The Trump Administration Hid Polar Bear Research That Could Threaten Its Plan to Drill the Arctic

A federal study found that oil and gas drilling in Alaska puts polar bears at risk. But U.S. Geological Survey Director James Reilly, the head of the department that conducted the research, refused to make the study public, the Washington Post reported on Wednesday.

The Interior Department’s research looked into the number of polar bears that den and give birth that den and give birth on Alaska’s North Slope near the southern Beaufort Sea. The Trump administration has moved to open up that area to oil and gas drilling and exploration.

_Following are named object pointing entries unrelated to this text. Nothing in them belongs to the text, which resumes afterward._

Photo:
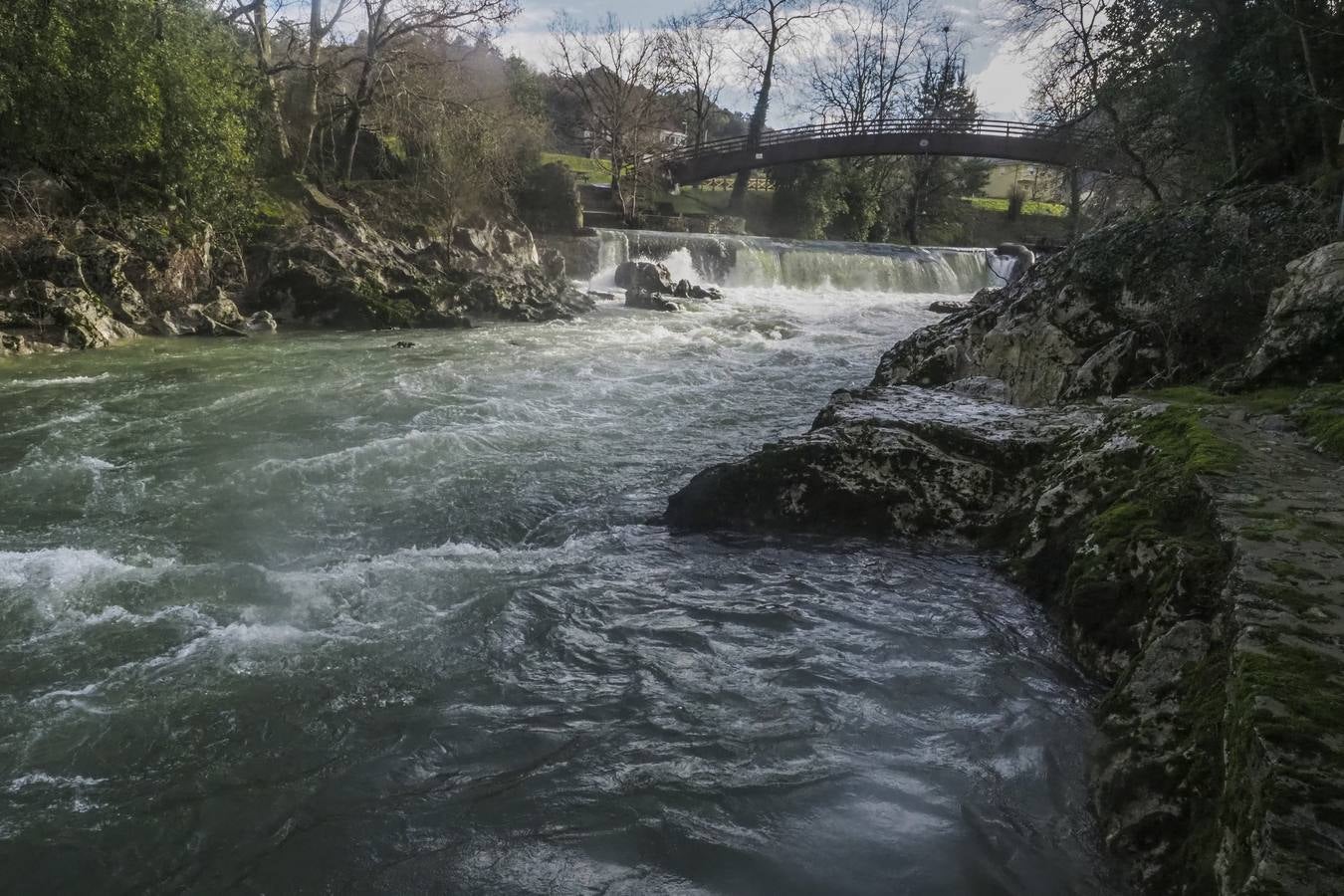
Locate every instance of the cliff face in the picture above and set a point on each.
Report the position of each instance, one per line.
(1189, 543)
(1176, 295)
(80, 288)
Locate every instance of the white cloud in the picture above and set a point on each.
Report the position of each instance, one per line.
(1003, 87)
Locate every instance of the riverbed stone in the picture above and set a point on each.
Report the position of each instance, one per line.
(1302, 337)
(1137, 303)
(649, 277)
(644, 300)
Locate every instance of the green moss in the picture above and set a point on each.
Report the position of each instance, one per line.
(1182, 437)
(1320, 412)
(1293, 572)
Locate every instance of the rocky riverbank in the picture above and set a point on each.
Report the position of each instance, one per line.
(1189, 543)
(81, 287)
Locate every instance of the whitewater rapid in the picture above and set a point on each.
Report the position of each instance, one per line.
(312, 614)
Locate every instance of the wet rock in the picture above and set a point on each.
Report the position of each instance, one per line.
(552, 262)
(1023, 260)
(648, 301)
(346, 274)
(14, 344)
(218, 318)
(644, 276)
(1133, 304)
(948, 307)
(898, 460)
(261, 323)
(72, 318)
(1302, 337)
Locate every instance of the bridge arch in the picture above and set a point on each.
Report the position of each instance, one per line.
(972, 138)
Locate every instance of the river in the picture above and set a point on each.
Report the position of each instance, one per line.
(312, 614)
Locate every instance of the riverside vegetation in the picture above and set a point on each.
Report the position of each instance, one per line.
(1148, 429)
(1189, 541)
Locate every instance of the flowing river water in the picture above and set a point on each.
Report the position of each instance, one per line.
(310, 614)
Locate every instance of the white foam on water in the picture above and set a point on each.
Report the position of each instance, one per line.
(61, 380)
(43, 780)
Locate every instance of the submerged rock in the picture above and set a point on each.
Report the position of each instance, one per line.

Internal memos also obtained by the Post show that the federal research has been complete for at least three months, but Reilly held it up, raising questions about its method of counting polar bear dens and why it uses data collected by a former agency scientist who now works for advocacy organisation Polar Bears International.

“Whenever scientific information is delayed or otherwise denied to the public and policy makers, conservation suffers,” Geoff York, senior director of conservation at Polar Bears International, wrote in an email. “Managers across government need access to the best available information to successfully do their jobs, whether that’s protecting polar bears or people.”

Recent research separately conducted by Polar Bears International also found that opening the region to extractive industry would put polar bears at risk. The analysis, which the Post obtained and reviewed, found that the shrinking sea ice in the Arctic is making oil and gas development easier, but that the lack of sea ice is also putting polar bears at risk, since they depend on it to hunt and travel. The report found that not a single cub born during summer 2012 — the year the Arctic saw its lowest sea ice extent on record — survived. This year, Arctic summer sea ice fell to its second-lowest level on record.

“Southern Beaufort Sea polar bears are already suffering from low survival rates of young bears and ongoing habitat loss, and scientific studies have shown that additional negative impacts on denning polar bears could reduce the ability of the subpopulation to recover,” Elisabeth Kruger, manager of the Arctic wildlife program at the World Wildlife Fund, wrote in an email. “Instead of adding new pressures to this population, now is the time to take strong, precautionary action to give the bears the best chance to adapt to their changing environment.”

The unreleased federal study found that selling leases on the Arctic National Wildlife Refuge would put denning bears in danger, too. This information has implications for the government’s right to sell leases to drill in the refuge’s coastal plain — a move the Interior Department finalised in August.

Polar bear mothers and their cubs are very attached to their dens, and often don’t vacate them even when there’s disruption nearby. This puts them at risk of getting over by equipment or buried by displaced snow. The vibrations from seismic technologies used for fossil fuel exploration may also be harmful for bears. There are currently some 25,000 polar bears left in the Arctic, but scientists have found that without major changes, they could all but disappear by the end of the century.